All source code is in here https://github.com/MassD/typeocaml_code/tree/master/visualise_randomness

Result - standard Random.int

OCaml standard lib provides a random integer genertor:

val int : int -> int

Random.int bound returns a random integer between 0 (inclusive) and bound (exclusive). bound must be greater than 0 and less than 2^30.  

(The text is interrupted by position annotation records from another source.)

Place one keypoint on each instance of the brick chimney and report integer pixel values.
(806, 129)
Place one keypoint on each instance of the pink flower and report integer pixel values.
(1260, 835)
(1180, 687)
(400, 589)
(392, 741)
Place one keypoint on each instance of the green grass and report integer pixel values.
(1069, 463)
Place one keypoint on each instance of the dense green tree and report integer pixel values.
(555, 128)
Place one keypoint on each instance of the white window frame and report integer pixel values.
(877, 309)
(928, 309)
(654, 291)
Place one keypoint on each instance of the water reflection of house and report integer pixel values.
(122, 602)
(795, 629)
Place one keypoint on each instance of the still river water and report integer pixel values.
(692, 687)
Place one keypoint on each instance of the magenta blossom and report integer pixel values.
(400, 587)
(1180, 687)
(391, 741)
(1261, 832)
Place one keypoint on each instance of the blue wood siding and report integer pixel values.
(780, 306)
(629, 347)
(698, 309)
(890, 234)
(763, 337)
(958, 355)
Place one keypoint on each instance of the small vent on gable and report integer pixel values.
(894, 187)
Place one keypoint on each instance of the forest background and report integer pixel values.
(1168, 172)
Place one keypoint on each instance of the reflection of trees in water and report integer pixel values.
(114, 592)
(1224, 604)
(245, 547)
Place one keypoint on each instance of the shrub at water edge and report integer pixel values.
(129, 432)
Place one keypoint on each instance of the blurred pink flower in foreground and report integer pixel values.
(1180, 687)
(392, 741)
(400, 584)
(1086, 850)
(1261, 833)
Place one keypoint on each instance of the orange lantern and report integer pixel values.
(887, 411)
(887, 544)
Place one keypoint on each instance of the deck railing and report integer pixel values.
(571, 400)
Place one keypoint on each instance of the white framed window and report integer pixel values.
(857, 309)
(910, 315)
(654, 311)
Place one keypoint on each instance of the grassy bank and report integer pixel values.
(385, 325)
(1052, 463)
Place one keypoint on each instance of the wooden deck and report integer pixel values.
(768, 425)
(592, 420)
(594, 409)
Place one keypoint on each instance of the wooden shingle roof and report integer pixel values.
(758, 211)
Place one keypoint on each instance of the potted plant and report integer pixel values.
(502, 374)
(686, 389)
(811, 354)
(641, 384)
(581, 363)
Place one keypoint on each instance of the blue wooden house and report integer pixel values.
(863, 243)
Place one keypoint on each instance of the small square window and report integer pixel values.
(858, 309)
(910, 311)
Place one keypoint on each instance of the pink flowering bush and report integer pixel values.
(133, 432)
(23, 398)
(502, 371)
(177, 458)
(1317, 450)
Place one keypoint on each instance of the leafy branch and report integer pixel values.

Let's have a look what it looks like:

let _ = random_plot ~filename:"random_plot_int.jpg" ~ran_f:Random.int ~w:1024 ~h:1024 ~n:5  

ran_int

Is it satisfying? Well, I guess so.

Result - ran_gen_via_time

Let's try it on the ran_gen_via_time generator we invented before:

let decimal_only f = f -. (floor f)  
let ran_via_time bound =  
  ((Unix.gettimeofday() |> decimal_only) *. 100,000,000. |> int_of_float) mod bound

let _ = random_plot ~filename:"random_plot_time.jpg" ~ran_f:ran_via_time ~w:1024 ~h:1024 ~n:5  

ran_time

Is it satisfying? Sure not.

Apparently, there are quite some patterns on images. Can you identify them?

For example,

ran_time_patr

One pattern is the diagonal lines there (parrallel to the red lines I've added).

Only quick and fun

Of course, visualisation of randomness is nowhere near accurately assess the quality of random geneators. It is just a fun way to feel its randomness.

I hope you enjoy it.


JPG vs PNG

Pointed by Ono-Sendai on hacker news, it might be better to use png rather than jpg.

I've tried and the results for the bad ran_gen_via_time are like:

JPG

jpg

PNG

png

Seems not that different from my eyes. But anyway it was a good point.

https://github.com/MassD/typeocaml_code/blob/master/visualise_randomness/plot_random.ml has been updated for png support. Please remember to install libpng-devel for your OS for png saving support.

Fortuna random generator from nocrypto

@h4nnes has suggested me to try the fortuna generator from nocrypto.

opam install nocrypto  

and

let _ = Nocrypto_entropy_unix.initialize()  
let _ = random_plot ~filename:"random_plot_fortuna" ~ran_f:Nocrypto.Rng.Int.gen ~w:1024 ~h:1024 ~n:5  

and we get

fortuna

It is a very nice generator, isn't it?